My only true complaint is that it kind of ends unceremoniously, fizzing out with “Karaoke”. I think as the years go on I will appreciate the quiet hope on display at the end, but at the current moment I’m yearning for some fireworks. Sue me! Overall, this is one of those bands that is always welcome back in the zeitgeist and I’m happy they decided to try again. Bravo.
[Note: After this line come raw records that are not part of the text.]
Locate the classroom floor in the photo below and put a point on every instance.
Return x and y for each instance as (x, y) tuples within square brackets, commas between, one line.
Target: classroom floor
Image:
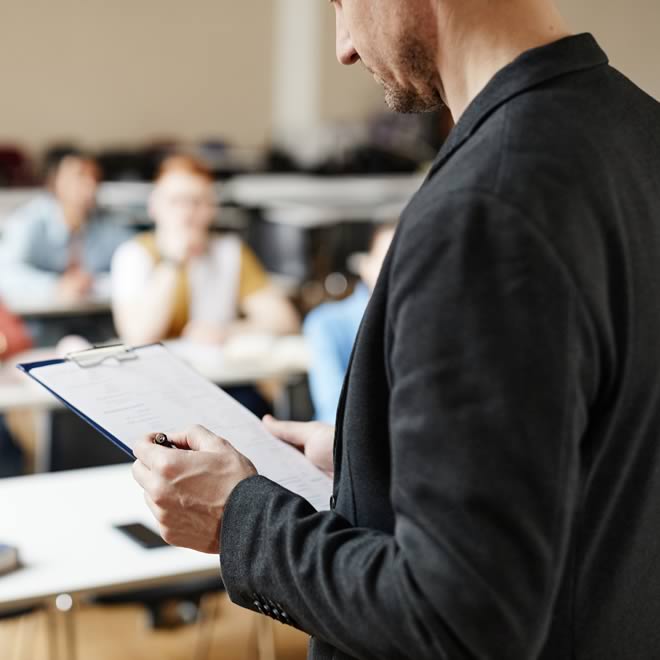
[(112, 633)]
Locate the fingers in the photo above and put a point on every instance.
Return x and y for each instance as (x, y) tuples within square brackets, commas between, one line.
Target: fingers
[(295, 433), (143, 476), (145, 449), (197, 438)]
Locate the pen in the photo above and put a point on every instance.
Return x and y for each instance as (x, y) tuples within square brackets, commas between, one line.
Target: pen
[(161, 440)]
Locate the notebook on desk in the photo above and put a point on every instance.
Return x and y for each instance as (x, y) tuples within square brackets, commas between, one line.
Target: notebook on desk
[(128, 393)]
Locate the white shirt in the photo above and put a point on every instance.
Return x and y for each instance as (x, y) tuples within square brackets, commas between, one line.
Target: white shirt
[(213, 278)]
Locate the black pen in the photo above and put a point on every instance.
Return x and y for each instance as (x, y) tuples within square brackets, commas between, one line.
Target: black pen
[(161, 440)]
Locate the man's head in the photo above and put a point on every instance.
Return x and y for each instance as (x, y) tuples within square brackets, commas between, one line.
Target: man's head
[(396, 40), (184, 201), (73, 178)]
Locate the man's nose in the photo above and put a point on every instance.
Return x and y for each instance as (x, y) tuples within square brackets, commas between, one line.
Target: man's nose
[(346, 53)]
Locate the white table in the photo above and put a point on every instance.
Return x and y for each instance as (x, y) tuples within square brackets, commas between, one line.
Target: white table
[(62, 525)]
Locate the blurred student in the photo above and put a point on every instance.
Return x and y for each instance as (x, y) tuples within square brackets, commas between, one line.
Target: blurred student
[(184, 281), (331, 328), (59, 245)]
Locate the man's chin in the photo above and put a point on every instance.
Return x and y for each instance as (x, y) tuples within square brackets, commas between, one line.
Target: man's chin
[(409, 102)]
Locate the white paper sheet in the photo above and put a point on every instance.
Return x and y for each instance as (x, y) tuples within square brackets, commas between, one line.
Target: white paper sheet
[(159, 393)]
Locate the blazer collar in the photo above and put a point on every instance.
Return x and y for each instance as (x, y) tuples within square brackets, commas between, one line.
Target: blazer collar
[(532, 68)]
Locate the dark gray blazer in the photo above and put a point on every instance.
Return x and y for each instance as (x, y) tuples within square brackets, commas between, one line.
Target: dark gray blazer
[(498, 438)]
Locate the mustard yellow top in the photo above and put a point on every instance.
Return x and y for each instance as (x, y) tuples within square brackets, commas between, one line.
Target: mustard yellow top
[(252, 278)]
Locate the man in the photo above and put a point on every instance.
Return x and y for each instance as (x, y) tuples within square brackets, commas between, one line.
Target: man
[(497, 467)]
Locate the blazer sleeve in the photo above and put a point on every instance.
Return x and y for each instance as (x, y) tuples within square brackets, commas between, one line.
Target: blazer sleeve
[(491, 363)]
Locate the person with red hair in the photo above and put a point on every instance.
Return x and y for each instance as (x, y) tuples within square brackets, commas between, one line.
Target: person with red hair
[(182, 280)]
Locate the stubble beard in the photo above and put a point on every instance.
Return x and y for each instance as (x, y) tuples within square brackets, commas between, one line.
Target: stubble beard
[(419, 67)]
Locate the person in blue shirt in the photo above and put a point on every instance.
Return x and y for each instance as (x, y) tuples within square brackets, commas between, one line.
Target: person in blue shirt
[(331, 328), (59, 246)]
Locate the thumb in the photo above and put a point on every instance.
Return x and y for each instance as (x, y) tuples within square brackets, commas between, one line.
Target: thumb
[(197, 438), (291, 432)]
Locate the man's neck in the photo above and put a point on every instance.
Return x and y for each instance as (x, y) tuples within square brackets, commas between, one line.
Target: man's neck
[(481, 38)]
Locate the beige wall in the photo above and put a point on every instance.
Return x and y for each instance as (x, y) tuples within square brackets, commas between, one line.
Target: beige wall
[(120, 71), (628, 30)]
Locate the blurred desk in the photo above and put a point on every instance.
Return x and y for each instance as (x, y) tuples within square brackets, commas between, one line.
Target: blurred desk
[(54, 309), (247, 359)]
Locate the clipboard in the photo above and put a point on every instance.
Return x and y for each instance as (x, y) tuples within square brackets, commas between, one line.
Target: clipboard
[(128, 393), (87, 359)]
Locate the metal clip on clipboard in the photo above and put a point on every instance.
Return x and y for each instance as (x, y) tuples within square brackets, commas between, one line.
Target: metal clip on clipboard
[(92, 357)]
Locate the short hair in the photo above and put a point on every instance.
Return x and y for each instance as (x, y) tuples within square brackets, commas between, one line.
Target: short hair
[(186, 164), (54, 157)]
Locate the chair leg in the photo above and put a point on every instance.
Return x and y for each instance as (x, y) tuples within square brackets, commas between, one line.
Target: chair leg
[(32, 639), (265, 638), (209, 606), (70, 630), (51, 625)]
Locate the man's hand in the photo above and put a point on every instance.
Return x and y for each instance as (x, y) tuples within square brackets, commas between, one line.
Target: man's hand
[(314, 439), (187, 490)]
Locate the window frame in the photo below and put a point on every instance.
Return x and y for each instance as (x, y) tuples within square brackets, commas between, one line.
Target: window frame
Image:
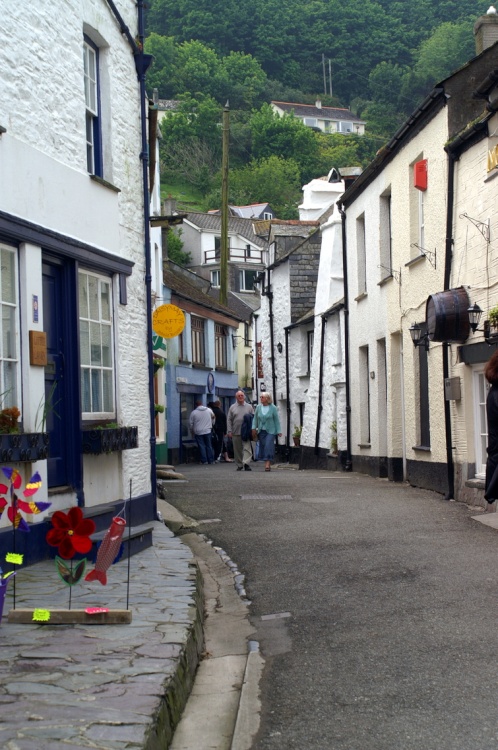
[(103, 323), (242, 278), (92, 108), (198, 338)]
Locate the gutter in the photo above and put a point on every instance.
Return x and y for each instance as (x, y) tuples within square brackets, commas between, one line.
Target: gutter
[(348, 462), (142, 63)]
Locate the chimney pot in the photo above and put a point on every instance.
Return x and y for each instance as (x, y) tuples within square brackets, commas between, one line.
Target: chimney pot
[(486, 30)]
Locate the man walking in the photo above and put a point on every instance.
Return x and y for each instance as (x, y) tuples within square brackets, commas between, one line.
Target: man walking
[(201, 425), (241, 441)]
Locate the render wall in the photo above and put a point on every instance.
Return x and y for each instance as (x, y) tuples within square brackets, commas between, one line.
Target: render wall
[(381, 317), (45, 182)]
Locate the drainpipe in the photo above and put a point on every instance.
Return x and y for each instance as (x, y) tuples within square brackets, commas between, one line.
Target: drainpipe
[(269, 294), (446, 348), (287, 390), (142, 62), (320, 386), (347, 460)]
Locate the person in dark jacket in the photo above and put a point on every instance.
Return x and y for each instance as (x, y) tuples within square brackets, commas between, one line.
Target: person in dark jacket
[(219, 432), (491, 375)]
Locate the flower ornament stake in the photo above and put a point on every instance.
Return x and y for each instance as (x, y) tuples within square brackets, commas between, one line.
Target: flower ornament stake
[(17, 506), (70, 533)]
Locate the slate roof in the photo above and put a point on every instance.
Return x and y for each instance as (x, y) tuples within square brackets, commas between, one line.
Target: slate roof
[(322, 113), (212, 222), (188, 288)]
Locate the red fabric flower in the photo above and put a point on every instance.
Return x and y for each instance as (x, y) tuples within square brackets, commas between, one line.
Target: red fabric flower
[(71, 533)]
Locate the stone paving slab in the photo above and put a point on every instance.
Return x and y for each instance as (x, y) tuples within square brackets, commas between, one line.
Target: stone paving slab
[(107, 687)]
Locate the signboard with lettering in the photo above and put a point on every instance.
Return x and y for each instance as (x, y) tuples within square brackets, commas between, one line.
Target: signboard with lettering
[(168, 321)]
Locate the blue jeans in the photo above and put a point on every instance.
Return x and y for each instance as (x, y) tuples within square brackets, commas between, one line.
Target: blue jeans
[(205, 448)]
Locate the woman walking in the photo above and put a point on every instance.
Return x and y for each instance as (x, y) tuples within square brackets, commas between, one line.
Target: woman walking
[(267, 425)]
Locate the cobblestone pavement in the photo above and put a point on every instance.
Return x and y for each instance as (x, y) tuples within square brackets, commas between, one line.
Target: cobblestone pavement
[(103, 686)]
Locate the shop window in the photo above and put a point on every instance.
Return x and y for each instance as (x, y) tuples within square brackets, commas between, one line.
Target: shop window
[(9, 363), (92, 106), (96, 346), (198, 341)]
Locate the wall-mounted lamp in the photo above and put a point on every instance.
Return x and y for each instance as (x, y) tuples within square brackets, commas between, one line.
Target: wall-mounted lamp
[(419, 337), (475, 313)]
Avalon Emerson, & the Charm
Grade: B+ (STANDOUT ALBUM)
Avalon Emerson is a DJ and dream pop musician that’s been in our collective music enjoying consciousness since around 2014 when she dropped her first A-side / B-side single, “Pressure / Quoi”. While under the radar of casual music listeners, DJ-heads have bumped her DJ-Kicks collab, set at HÖR in Berlin or her six hour marathon set at Village Underground in the UK. I first engaged with her music after I saw that she was following us on Instagram (huge flex) and started seeing her popping up at various festivals. I find the particular blend of house, trance and techno to be really dreamy and addictive. She is among this continuously mindblowing crop of female DJs like Peggy Gou, Yaeji, Frost Children and Doss who have low-key killing shit for a minute if you check the receipts. I believe in manifestation and idk if this sounds desperate but let’s add Yunè Pinku and QRTR to that lineup and get the first ANTIART festival together at Brooklyn Mirage ASAP.
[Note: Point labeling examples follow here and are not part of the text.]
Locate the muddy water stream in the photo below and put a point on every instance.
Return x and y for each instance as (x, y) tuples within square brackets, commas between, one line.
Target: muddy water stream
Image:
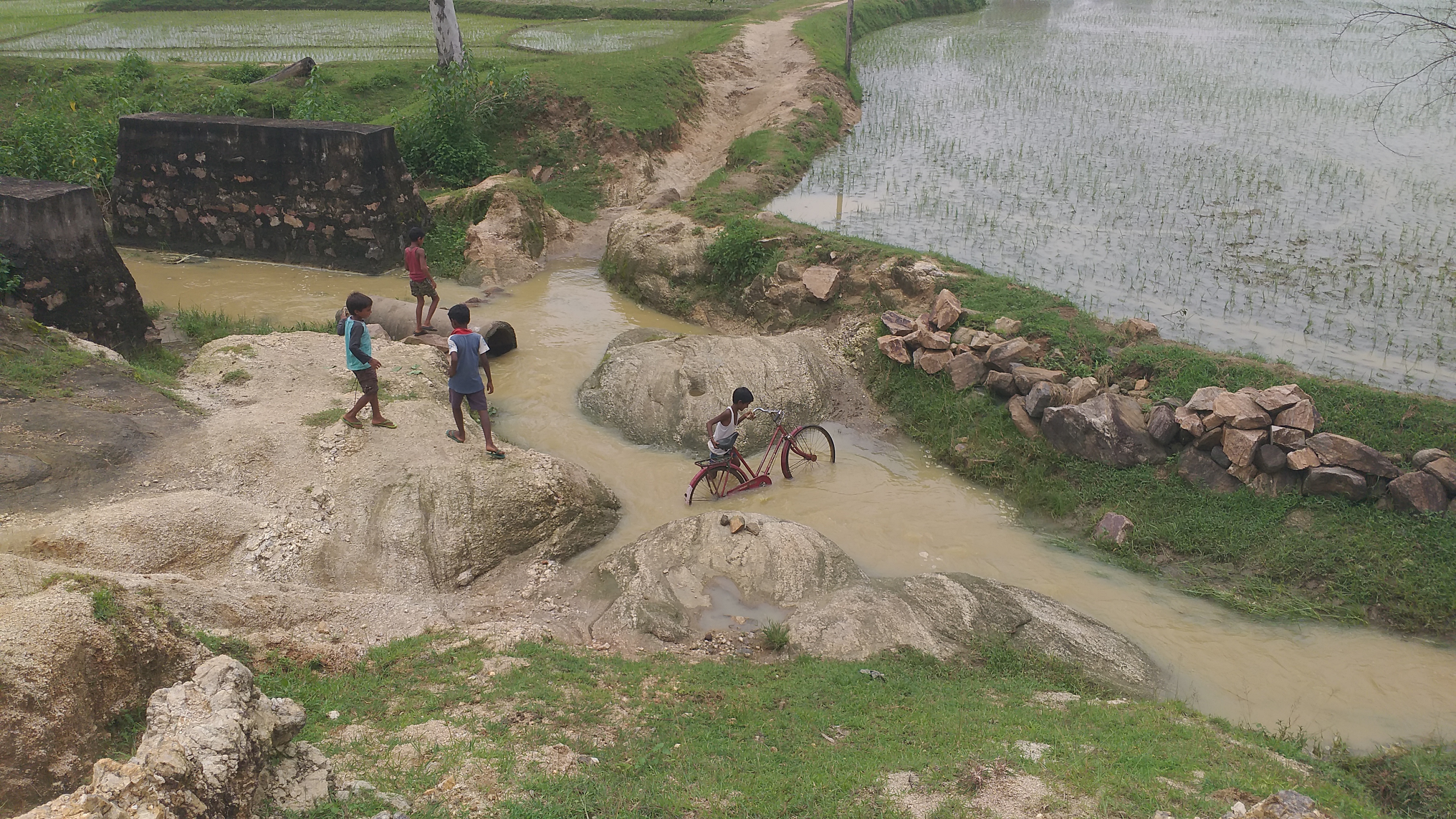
[(892, 509)]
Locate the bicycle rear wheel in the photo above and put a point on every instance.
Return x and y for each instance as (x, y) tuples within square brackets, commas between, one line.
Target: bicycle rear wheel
[(714, 483), (807, 451)]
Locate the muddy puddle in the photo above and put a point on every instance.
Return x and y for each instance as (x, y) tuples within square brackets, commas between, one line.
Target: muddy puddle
[(1237, 176), (892, 509)]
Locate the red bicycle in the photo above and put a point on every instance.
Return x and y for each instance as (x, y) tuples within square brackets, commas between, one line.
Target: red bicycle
[(800, 452)]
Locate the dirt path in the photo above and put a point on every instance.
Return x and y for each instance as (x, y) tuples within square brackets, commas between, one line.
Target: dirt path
[(753, 82)]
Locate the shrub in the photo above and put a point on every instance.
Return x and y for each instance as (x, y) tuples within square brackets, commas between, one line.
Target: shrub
[(241, 73), (777, 636), (464, 103), (739, 254)]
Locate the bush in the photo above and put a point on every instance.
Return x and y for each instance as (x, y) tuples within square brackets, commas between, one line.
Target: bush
[(739, 256), (464, 103), (241, 73)]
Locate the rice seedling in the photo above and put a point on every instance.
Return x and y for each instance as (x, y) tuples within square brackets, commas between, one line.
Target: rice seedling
[(598, 37), (1161, 161)]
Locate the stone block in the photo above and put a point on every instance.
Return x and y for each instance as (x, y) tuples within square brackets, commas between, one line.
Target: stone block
[(70, 274), (1336, 481), (325, 194), (1417, 492), (966, 371)]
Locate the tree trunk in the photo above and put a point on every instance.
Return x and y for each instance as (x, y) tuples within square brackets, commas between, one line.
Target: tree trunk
[(449, 44)]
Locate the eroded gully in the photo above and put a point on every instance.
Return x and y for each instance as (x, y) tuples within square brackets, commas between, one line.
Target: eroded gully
[(892, 508)]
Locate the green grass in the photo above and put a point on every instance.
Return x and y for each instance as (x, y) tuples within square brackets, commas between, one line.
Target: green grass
[(746, 740), (210, 325), (825, 32), (1308, 557)]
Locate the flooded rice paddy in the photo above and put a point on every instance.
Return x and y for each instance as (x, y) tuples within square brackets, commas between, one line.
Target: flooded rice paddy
[(890, 506), (1231, 171), (595, 37)]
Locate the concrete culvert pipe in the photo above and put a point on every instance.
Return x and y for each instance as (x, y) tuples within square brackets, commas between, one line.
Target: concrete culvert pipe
[(398, 320)]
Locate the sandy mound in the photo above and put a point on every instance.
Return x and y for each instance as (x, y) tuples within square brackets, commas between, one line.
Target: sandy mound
[(273, 487)]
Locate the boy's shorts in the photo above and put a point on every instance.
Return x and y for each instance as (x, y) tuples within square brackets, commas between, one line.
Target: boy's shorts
[(477, 400), (369, 381)]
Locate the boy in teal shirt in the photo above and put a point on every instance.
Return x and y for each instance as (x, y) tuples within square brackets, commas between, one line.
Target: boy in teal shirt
[(357, 356)]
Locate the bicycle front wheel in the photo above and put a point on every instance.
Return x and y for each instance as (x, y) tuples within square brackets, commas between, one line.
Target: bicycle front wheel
[(807, 451), (715, 483)]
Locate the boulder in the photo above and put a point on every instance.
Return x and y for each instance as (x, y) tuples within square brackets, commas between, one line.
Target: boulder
[(398, 320), (1002, 356), (506, 244), (894, 346), (966, 371), (1107, 429), (1288, 438), (664, 582), (1270, 458), (1425, 457), (207, 745), (1240, 445), (293, 496), (1417, 492), (945, 311), (1081, 388), (1161, 425), (1340, 451), (1283, 397), (822, 282), (66, 674), (1027, 377), (1021, 419), (1302, 416), (1240, 412), (1040, 398), (1336, 481), (897, 324), (662, 393), (1445, 471), (1202, 400), (932, 360), (1276, 484), (978, 340), (1189, 420), (1245, 473), (1113, 526), (930, 339), (1302, 460), (1001, 384), (1007, 325)]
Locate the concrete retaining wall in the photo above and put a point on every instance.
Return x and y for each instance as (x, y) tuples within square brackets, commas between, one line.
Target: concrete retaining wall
[(73, 277), (321, 194)]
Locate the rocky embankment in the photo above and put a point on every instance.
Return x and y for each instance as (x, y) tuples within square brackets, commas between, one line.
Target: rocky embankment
[(1267, 439)]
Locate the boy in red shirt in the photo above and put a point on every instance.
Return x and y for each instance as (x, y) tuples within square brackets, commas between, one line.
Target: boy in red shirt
[(421, 283)]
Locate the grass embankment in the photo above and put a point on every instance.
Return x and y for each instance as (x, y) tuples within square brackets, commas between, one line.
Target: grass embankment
[(1292, 556), (739, 738), (614, 9), (771, 161)]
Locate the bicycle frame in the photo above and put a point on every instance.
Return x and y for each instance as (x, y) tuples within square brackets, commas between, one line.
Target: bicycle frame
[(759, 477)]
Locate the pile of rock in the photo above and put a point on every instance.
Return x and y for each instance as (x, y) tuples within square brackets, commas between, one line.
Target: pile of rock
[(1266, 439), (1270, 441)]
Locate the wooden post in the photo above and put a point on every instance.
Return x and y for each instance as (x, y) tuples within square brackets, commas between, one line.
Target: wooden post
[(449, 44)]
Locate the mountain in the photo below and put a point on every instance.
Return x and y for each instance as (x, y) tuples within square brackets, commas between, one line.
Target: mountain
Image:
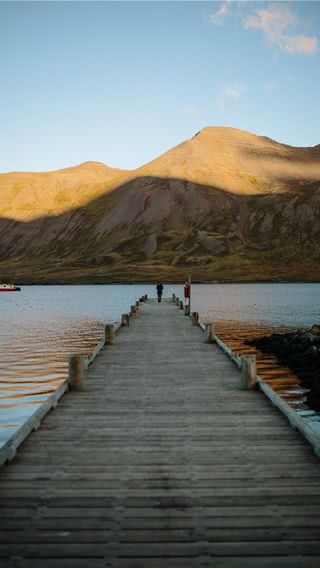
[(224, 205)]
Like Yaeji did this year, Emerson has seen fit to drop a debut musical album, not just a collection of tracks or a DJ set. & the Charm is a kaleidoscope of sound that comes together into such a coherent and panoramic vision. It’s a bit of acoustic rock, bedroom synth pop, electronic with a light dash of psychedelia thrown in for good measure. The grooves and writing is straightforward which lured me in, but I stayed for all the tiny production details. “Dreamliner” is a great example, it fades that line between a micro-house DJ set and pop song, and that’s because it has the element of patience. As a DJ, she is used to playing songs for long stretches of time, and therefore feels no need to rush to a chorus or bridge. On top of that, even when she doesn’t sing, her signature style shines through because people mostly know her as someone who makes beats.
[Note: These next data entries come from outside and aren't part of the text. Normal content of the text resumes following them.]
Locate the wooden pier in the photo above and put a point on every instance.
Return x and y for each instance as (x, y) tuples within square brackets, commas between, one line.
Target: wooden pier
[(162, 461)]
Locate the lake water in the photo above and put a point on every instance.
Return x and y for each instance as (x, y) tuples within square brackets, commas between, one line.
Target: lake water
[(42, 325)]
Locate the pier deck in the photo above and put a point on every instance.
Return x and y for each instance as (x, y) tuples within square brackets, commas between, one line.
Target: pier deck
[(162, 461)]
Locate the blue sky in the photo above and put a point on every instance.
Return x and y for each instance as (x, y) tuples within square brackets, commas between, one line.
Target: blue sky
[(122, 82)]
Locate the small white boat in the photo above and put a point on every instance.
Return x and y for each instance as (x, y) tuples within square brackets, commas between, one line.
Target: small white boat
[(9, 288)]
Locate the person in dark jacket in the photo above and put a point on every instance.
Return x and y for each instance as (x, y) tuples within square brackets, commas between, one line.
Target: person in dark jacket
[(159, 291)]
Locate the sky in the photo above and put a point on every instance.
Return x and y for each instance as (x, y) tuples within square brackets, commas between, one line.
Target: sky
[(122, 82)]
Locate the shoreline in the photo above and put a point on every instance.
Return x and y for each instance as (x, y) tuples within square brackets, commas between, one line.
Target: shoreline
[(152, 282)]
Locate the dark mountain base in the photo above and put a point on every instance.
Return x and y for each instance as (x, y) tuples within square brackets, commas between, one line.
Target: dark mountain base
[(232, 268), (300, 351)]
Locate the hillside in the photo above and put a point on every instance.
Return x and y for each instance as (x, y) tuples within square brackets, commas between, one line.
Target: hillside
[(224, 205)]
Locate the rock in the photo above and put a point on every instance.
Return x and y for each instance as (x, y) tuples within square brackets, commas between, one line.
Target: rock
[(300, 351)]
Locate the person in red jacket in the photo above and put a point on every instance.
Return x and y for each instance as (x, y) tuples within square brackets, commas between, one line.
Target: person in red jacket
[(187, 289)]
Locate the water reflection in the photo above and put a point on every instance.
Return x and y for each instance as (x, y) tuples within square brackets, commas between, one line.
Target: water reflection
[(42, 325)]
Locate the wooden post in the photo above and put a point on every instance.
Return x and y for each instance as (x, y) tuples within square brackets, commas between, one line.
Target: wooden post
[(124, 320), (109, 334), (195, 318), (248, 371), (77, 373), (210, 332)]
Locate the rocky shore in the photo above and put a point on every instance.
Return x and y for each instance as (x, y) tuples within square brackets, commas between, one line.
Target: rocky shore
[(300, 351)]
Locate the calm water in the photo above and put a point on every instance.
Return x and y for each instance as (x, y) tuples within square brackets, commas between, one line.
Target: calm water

This album is honestly just a real treat, this reverse engineering of pop stardom through DJing is genius. All the singles are fucking great, whether it’s the more speedy, Cali worshipping “Hot Evening” or the string-ladden “Sandrail Silhouette”, she is always doing something ear-grabbing. “Karaoke Song” is perhaps my favorite here, with these little snares and tube-ish synth arpeggios and her lovely voice floating overtop. Underneath these sweet layers is a really sad breakup cut, “What are you watching / How is your dog?” she asks, not really wanting to know. It perfectly encapsulates this empty space that’s left when a partner goes away for good. Elsewhere on the record, there is plenty more inventive pop to be had, as on the ‘80s goth arcade chiller “Entombed In Ice” or the hazy closer “A Dam Will Always Divide”. It’s just a really lovable, funky little project that radiates this comforting warmth, even when it’s sorrowful.